Christmas traditions

Photo by Christy Porter
The Nativity at St. John the Baptist Catholic Church.

By Christy Porter, Managing Editor

Many of our Christmas traditions are biblically based, either directly or as a representation of the Christmas story.

Gifts, whether large or small, handmade or purchased, are tokens of the love or warm regards we have for others. They were present at the first Christmas, first and foremost in God’s greatest gift to mankind, his Son. “For God so loved the world that he gave his only begotten son, that whosoever believeth in him should not perish, but have everlasting life.” (John 3:16, KJV). Secondly Jesus received precious gifts. “…And when they had opened their treasures, they presented him gifts: gold, frankincense, and myrrh.” (Matthew 2:11, KJV). The gift bow can represent how we should all be tied together in bonds of goodwill.
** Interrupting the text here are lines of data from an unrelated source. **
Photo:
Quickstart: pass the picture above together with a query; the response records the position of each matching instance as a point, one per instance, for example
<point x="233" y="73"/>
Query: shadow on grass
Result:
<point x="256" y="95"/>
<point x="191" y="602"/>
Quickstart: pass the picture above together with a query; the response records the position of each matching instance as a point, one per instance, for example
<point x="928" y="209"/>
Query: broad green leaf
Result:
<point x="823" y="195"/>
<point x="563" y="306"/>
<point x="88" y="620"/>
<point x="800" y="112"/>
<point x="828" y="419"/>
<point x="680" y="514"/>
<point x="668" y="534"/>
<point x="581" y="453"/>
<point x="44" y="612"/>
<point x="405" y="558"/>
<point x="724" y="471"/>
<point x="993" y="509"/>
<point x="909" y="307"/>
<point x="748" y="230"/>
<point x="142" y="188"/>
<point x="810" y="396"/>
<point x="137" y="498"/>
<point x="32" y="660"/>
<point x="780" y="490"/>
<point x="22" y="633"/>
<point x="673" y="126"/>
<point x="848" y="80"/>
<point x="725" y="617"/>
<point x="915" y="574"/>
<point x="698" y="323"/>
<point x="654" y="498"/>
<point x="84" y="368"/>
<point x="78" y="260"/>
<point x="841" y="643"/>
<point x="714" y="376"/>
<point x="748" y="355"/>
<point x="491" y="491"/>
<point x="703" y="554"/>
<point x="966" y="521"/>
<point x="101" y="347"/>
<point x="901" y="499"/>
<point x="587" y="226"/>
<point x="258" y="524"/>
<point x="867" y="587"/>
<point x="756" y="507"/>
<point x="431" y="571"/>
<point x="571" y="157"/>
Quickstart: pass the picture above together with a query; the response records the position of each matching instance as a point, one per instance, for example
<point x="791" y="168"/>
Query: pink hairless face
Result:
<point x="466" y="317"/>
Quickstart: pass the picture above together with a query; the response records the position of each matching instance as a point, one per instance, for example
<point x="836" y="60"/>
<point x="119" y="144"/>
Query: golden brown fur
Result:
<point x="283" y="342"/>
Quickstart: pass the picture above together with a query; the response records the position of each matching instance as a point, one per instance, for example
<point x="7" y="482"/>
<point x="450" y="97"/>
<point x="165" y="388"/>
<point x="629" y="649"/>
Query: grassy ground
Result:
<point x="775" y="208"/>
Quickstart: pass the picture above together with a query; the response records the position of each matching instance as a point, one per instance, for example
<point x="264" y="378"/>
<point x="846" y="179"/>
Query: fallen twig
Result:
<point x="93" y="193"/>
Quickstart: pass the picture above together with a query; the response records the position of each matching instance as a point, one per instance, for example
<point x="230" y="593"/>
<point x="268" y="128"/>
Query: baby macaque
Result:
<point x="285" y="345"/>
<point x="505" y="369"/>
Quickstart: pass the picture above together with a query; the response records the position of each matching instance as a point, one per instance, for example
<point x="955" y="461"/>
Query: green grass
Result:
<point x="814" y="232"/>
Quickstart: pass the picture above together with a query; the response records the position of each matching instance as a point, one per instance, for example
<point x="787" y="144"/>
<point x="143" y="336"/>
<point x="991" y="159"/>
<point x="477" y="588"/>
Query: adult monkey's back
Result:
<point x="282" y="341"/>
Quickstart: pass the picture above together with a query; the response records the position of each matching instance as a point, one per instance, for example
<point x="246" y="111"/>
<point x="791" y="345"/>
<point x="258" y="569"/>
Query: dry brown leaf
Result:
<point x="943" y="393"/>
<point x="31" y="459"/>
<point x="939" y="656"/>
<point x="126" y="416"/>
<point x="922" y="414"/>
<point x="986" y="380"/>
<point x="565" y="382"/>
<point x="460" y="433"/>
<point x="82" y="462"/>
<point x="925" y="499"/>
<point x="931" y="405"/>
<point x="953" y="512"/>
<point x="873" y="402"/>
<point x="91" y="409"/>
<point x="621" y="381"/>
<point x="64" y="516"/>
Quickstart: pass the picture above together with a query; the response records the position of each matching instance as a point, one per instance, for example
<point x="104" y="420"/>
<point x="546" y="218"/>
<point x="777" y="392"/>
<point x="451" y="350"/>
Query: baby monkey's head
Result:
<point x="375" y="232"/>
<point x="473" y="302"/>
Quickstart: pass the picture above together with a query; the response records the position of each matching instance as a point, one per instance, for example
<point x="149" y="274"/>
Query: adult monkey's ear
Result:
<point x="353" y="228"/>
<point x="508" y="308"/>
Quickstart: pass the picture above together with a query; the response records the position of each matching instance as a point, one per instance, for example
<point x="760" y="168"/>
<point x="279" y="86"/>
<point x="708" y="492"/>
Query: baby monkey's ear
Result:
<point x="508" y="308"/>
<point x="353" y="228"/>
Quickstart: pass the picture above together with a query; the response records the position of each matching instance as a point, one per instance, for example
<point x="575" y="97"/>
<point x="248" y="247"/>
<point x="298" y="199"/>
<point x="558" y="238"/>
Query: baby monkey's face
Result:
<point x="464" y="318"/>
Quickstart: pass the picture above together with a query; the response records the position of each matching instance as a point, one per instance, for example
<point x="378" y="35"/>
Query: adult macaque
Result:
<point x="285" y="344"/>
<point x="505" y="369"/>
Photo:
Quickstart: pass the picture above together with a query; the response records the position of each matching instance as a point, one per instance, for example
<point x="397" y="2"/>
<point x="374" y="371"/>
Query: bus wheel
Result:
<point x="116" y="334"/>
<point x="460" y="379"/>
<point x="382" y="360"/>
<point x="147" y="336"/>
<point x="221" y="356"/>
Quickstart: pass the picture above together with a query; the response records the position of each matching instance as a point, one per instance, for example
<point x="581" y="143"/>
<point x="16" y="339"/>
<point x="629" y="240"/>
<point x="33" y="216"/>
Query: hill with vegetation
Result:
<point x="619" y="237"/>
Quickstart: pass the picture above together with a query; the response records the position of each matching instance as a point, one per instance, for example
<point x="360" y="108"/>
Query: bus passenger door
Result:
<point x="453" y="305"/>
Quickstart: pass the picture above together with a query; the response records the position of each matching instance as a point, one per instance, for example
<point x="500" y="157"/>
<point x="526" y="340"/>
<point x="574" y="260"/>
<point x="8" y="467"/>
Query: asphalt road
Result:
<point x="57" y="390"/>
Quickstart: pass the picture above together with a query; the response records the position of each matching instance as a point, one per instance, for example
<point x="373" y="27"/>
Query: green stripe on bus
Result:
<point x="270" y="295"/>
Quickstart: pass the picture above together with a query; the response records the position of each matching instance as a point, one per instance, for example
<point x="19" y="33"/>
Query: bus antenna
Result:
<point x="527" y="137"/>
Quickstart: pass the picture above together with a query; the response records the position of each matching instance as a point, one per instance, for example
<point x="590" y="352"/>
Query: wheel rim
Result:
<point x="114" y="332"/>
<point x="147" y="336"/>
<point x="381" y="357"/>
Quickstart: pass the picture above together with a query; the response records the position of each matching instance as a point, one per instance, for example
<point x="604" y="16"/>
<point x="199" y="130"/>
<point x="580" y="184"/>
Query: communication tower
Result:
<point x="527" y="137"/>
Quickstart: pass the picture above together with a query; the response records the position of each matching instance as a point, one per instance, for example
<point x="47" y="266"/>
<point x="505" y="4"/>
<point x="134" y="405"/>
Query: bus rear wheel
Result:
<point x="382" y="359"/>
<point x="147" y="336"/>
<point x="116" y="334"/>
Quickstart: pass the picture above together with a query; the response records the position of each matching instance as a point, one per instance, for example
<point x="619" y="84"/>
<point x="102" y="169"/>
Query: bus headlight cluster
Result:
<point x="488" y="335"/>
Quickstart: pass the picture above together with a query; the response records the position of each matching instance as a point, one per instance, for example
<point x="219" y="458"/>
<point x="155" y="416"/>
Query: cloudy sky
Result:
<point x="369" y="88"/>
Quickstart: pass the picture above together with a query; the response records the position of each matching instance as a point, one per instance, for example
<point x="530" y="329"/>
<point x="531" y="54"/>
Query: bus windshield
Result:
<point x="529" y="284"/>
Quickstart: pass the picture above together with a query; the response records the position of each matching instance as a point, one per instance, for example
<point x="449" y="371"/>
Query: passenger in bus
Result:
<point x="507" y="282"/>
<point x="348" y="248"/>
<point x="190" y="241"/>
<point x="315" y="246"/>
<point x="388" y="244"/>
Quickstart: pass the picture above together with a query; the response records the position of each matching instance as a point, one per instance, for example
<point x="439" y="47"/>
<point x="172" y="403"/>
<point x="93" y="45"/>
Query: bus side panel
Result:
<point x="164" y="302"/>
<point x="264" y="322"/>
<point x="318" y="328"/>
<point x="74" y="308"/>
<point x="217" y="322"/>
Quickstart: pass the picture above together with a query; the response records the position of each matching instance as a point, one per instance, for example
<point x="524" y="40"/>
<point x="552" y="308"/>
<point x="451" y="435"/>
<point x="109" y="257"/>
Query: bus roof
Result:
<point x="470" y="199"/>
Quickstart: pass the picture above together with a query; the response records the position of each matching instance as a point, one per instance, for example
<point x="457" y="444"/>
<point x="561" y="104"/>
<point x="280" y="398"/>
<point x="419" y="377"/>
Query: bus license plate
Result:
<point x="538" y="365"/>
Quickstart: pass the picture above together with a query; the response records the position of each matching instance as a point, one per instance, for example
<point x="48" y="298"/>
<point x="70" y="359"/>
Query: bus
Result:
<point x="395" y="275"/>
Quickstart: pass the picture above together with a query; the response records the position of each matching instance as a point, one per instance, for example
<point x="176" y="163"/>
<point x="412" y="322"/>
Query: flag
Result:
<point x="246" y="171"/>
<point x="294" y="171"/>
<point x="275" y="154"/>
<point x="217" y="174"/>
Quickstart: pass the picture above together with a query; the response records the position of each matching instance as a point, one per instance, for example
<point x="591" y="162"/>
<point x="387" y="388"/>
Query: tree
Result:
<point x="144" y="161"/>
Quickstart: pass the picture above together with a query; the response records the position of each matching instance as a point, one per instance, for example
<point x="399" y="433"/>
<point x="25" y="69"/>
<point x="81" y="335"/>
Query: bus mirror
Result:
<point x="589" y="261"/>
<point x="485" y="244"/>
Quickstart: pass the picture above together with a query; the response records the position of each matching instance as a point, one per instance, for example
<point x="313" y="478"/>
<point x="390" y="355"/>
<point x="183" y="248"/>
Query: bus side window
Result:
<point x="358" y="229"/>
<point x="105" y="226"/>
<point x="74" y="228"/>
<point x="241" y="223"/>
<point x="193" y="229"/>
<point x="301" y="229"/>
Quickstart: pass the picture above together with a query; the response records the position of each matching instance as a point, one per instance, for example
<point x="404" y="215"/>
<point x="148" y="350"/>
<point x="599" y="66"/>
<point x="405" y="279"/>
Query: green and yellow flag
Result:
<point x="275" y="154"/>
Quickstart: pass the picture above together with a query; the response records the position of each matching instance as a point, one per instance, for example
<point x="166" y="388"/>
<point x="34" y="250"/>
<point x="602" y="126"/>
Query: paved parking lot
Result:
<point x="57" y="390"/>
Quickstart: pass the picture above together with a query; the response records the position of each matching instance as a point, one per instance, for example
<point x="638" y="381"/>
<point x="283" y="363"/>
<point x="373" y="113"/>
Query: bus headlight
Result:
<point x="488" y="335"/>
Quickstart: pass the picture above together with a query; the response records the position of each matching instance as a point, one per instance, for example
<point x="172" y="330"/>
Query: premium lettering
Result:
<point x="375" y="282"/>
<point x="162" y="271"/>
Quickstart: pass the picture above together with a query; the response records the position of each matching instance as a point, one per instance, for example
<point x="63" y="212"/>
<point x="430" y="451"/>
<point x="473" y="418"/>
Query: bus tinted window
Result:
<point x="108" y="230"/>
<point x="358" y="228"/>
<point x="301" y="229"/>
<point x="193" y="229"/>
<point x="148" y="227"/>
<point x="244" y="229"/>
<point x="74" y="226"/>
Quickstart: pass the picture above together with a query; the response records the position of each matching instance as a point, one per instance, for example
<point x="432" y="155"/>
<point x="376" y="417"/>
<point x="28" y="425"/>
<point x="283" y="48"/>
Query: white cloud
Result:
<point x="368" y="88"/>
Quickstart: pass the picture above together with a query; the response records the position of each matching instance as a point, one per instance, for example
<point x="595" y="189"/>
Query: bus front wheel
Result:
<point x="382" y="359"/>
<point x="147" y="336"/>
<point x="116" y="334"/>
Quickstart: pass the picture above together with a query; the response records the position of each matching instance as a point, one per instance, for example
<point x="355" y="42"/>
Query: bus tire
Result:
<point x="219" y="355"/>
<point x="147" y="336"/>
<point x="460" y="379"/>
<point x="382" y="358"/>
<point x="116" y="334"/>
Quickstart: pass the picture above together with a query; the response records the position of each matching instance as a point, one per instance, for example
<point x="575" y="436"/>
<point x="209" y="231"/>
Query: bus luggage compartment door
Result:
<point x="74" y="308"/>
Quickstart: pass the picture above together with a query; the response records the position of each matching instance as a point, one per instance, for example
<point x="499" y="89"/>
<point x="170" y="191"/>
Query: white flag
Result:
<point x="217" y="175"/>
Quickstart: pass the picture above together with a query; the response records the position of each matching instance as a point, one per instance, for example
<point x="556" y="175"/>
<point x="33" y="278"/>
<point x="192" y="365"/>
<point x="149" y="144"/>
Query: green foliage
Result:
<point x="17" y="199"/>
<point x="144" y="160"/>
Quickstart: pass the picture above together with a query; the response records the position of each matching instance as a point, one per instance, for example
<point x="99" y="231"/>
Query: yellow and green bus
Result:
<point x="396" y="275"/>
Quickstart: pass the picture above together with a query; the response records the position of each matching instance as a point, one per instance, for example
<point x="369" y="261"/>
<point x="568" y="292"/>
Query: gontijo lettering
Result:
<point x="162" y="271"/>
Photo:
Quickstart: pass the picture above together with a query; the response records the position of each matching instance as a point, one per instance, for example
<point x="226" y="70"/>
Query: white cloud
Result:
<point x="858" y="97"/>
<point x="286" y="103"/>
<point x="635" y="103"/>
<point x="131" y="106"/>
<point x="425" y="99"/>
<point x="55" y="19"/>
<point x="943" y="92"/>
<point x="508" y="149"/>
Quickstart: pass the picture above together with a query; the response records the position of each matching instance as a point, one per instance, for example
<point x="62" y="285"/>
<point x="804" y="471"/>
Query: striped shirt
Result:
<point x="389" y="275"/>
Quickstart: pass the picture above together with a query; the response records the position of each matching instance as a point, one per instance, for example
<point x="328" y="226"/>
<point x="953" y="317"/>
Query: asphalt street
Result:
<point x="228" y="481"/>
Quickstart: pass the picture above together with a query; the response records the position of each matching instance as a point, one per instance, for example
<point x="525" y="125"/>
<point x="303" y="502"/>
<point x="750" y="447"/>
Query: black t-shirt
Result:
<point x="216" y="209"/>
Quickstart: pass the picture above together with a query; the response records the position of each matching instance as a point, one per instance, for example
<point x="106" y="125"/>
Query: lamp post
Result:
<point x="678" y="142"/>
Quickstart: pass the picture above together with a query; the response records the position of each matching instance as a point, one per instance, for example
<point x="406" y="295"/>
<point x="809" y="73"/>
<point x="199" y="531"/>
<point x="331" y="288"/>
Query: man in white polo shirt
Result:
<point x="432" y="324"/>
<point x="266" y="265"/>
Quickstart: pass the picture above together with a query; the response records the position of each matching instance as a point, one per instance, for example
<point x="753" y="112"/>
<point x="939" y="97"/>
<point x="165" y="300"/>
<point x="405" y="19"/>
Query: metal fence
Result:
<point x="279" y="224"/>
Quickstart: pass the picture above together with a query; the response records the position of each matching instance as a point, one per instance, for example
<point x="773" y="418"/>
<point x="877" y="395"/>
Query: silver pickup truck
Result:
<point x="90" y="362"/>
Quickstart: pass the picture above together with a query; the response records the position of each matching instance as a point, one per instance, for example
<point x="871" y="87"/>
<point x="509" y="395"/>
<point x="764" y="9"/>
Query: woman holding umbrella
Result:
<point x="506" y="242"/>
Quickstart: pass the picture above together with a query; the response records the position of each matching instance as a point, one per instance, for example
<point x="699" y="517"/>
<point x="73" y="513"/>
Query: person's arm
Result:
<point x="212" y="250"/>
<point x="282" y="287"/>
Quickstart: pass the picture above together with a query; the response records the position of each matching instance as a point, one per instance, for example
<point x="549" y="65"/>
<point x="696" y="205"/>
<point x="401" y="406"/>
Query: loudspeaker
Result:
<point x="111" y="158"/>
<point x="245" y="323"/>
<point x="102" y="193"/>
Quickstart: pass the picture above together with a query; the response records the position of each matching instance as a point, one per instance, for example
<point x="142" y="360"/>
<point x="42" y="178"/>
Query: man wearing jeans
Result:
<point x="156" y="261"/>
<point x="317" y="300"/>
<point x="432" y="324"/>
Taking a prominent place in many homes is the Nativity, which represents the manger where Jesus was born. “And she brought forth her firstborn son, and wrapped him in swaddling clothes, and laid him in a manger, because there was no room in the inn.” (Luke 2:7, KJV).

Music is a large part of most celebrations. And so at Christmas we sing carols! The Christmas carolers represent the multitude of angels that sang on the night Jesus was born. “And suddenly there was with the angel a multitude of the heavenly host praising God and saying, ‘Glory to God in the highest….’” (Luke 2:13-14, KJV).

The Christmas story in Luke tells of the shepherds doing their job, which was tending the sheep, and being the first to hear the good news of Jesus’ birth.

Representing the shepherds’ crook, which is used to bring lambs back into the fold, is the candy cane. Both are a reminder that Jesus is the Good Shepherd and we are all our brothers’ keepers. “And there were in the same country, shepherds abiding in the field, keeping watch over their flock by night.” (Luke 2:8, KJV). Some say the red stripes represent the blood of Jesus, the white stripes are for his purity, and the cane turned around is for the “J” of Jesus. As well, red is the color of Christmas and holly berries used in holiday decorations. The second color of Christmas is evergreen, representing everlasting life, and the color of most of the trees which we decorate for the season.

The bells of Christmas are a call to mankind to worship the newborn King. Oftentimes bells are also used to locate that which is missing.

The wreath is a symbol of the never ending eternal nature of Christ, no beginning or end.

The star tops many family Christmas trees and may be more in our conscience this year due to the “Christmas Star” or “Star of Bethlehem” lighting the 2020 sky. “Where is the new born king of the Jews? For we have seen his star in the east, and have come to worship him.” (Matthew 2:2, KJV). Also providing light in the darkness, we light our Christmas candles, mirroring starlight reflection and that Jesus brought light into the world. “To give light to them that sit in darkness and in the shadow of death, to guide our feet into the way of peace.” (Luke 1:70, KJV).

May we all take the opportunity to reflect on the true meaning of Christmas this season, especially at the end of this very unique and trying year. Wishing you and yours Christmas blessings and a healthy, happy New Year.

1 Comment

  1. Joyce on January 3, 2021 at 4:14 pm

    This story of Our Lord Jesus Christ, was such a blessing to me, thank you for having this in our local paper.